Nov 29, 2013

    Broker seeks $85m from 10 clients

    The Business Times

    GLOBAL broking giant Interactive Brokers has launched the largest legal action so far in the wake of last month's penny-stock collapse, taking aim at at least 10 clients as it seeks to recover about US$68 million (S$85 million) of losses.

    The Business Times (BT) understands that Interactive Brokers launched arbitration proceedings earlier this month against 10 individuals and entities through the American Arbitration Association.

    Pending the start of arbitration proceedings, the global broker has also obtained court orders in Singapore and Malaysia to freeze the assets of eight of those clients, including certain directors and shareholders of Asiasons Capital, Blumont Group, LionGold Corp and Innopac Holdings - four of the stocks at the centre of last month's selldowns.

    According to court documents inspected by BT and confirmed by sources, Interactive Brokers on Nov 8 sought court orders to freeze the assets of Malaysian nationals Neo Kim Hock, Peter Chen Hing Woon, Tan Boon Kiat, Quah Su-Ling, Lee Chai Huat and Kuan Ah Ming; and two British Virgin Islands-registered companies, Sun Spirit Group and Neptune Capital Group.

    One of the eight defendants sought to get the injunction discharged on Tuesday.

    The injunction will keep the assets from being dissipated until the start of arbitration proceedings, which are expected to begin in January, against those eight defendants, and another two whose assets have not been frozen, BT understands.

    BT also understands that Interactive Brokers is asking for Singapore to be the seat of arbitration for the 10 cases and that an emergency arbitrator has been appointed.

    Mr Neo is executive chairman of Blumont. As of last year, he held more than 20 per cent of Neptune, which in turn controlled 50 million shares of Blumont and a 1.7 per cent stake in LionGold. He declined to comment.

    Ms Quah held a 2.15 per cent interest in Blumont as at March 18 and is chief executive of Ipco International, which held a 9.7 per cent stake in Blumont as of March this year. Sun Spirit is a wholly owned subsidiary of Ipco and a stakeholder in both Blumont and LionGold.
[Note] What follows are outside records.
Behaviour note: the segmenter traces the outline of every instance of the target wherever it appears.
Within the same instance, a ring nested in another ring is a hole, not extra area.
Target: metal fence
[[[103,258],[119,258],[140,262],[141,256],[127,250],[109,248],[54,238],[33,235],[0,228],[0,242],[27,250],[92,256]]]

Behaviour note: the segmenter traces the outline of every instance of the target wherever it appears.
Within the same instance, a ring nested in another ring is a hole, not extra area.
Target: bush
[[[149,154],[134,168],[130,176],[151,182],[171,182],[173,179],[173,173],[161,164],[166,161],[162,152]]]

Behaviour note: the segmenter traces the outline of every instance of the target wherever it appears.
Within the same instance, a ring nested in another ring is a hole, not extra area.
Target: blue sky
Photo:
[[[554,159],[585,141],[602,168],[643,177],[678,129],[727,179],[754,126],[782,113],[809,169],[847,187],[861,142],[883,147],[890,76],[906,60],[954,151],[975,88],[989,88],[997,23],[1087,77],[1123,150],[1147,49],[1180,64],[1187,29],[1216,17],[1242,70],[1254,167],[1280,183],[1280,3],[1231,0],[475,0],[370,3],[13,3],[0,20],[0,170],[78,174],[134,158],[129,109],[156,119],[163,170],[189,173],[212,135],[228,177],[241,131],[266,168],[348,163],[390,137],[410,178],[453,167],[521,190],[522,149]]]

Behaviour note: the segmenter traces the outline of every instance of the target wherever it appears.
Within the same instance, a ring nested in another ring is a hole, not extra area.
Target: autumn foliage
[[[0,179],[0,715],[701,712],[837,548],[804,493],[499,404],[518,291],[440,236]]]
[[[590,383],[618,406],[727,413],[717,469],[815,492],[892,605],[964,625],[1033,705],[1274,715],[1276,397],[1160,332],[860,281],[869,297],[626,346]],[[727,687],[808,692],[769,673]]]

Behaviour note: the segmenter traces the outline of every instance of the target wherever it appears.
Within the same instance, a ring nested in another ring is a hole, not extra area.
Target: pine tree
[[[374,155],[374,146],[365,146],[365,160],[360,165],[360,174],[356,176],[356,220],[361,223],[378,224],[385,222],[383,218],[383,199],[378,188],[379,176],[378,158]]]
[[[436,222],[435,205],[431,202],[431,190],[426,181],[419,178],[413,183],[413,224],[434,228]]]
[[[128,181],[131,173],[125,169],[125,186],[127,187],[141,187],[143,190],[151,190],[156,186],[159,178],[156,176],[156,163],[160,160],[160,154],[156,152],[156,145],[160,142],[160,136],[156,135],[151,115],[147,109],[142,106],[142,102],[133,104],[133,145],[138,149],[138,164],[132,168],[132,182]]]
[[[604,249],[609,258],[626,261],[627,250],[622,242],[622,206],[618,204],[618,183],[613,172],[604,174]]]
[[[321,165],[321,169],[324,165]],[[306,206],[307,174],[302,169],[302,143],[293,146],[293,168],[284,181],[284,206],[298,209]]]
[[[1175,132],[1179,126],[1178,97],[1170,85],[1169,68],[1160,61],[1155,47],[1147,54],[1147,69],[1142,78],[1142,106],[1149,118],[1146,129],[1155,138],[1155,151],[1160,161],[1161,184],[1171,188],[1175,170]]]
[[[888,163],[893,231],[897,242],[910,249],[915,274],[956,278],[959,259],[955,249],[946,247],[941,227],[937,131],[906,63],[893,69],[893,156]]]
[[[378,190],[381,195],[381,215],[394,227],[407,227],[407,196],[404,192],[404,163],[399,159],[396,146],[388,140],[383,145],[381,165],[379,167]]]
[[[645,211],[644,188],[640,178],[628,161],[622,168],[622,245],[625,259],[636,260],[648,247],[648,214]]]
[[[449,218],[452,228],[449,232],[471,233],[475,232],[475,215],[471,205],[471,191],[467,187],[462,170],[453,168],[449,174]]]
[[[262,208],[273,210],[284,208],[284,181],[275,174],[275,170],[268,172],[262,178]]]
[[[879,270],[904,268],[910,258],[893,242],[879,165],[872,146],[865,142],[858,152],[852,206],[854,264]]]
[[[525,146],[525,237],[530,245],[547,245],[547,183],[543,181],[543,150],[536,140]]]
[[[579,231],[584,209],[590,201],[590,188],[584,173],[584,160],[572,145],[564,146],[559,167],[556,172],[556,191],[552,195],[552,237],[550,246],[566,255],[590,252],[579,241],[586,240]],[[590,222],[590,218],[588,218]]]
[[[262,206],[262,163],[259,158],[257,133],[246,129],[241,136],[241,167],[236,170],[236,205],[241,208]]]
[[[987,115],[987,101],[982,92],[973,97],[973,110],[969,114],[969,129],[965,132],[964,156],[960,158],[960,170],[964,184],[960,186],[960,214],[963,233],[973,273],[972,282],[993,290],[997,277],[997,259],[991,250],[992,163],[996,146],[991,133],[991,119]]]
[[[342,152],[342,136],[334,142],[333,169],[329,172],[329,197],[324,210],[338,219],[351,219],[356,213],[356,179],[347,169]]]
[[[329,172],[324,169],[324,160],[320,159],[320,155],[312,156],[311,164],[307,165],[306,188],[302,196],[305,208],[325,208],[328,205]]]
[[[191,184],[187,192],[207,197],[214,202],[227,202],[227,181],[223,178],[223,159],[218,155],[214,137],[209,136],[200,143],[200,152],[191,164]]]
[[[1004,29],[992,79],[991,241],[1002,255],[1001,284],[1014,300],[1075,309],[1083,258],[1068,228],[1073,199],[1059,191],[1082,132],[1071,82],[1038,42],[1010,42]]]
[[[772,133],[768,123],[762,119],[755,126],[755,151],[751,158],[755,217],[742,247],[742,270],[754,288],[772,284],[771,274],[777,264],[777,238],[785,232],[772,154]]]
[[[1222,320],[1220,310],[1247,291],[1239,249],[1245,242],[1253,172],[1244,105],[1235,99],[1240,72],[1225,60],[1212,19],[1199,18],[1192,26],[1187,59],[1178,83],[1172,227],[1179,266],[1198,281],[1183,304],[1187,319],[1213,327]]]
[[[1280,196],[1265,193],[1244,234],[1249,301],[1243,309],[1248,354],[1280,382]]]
Ms Quah could not be reached for comment.

    Mr Chen is director of business and corporate development at LionGold and is one of Asiasons' largest shareholders, with a 2.09 per cent stake as at March 28 this year.

    Interactive Brokers' case is the latest shot to be fired in the wake of last month's penny-stock sell-off, when sudden drops in the share prices of Asiasons, Blumont and LionGold on Oct 4 led to rare intervention measures by the Singapore Exchange and a subsequent run on small counters.

    The Monetary Authority of Singapore and the Singapore Exchange have said that they are reviewing the circumstances surrounding the trading of those stocks.

    Days after her assets were frozen, Ms Quah on Nov 20 filed a suit in Britain against Goldman Sachs International, claiming that the bank had been unreasonable in how it demanded the repayment of a $61-million loan facility for which her holdings in the three stocks had been pledged as collateral.

    According to British court documents that BT saw, Ms Quah said that about 28 million of her Asiasons shares and 29 million of her LionGold shares had been force-sold from Oct 2 to 23 for a total of $19.4 million.

    Blumont executive director James Hong Gee Ho and LionGold independent director Ng Su Ling have also filed suits in Britain against Goldman on allegations similar to Ms Quah's. Neither could be reached for comment.

    Ms Quah and Mr Hong are represented by British firm Thirty Nine Essex Street.

    Goldman Sachs declined to comment.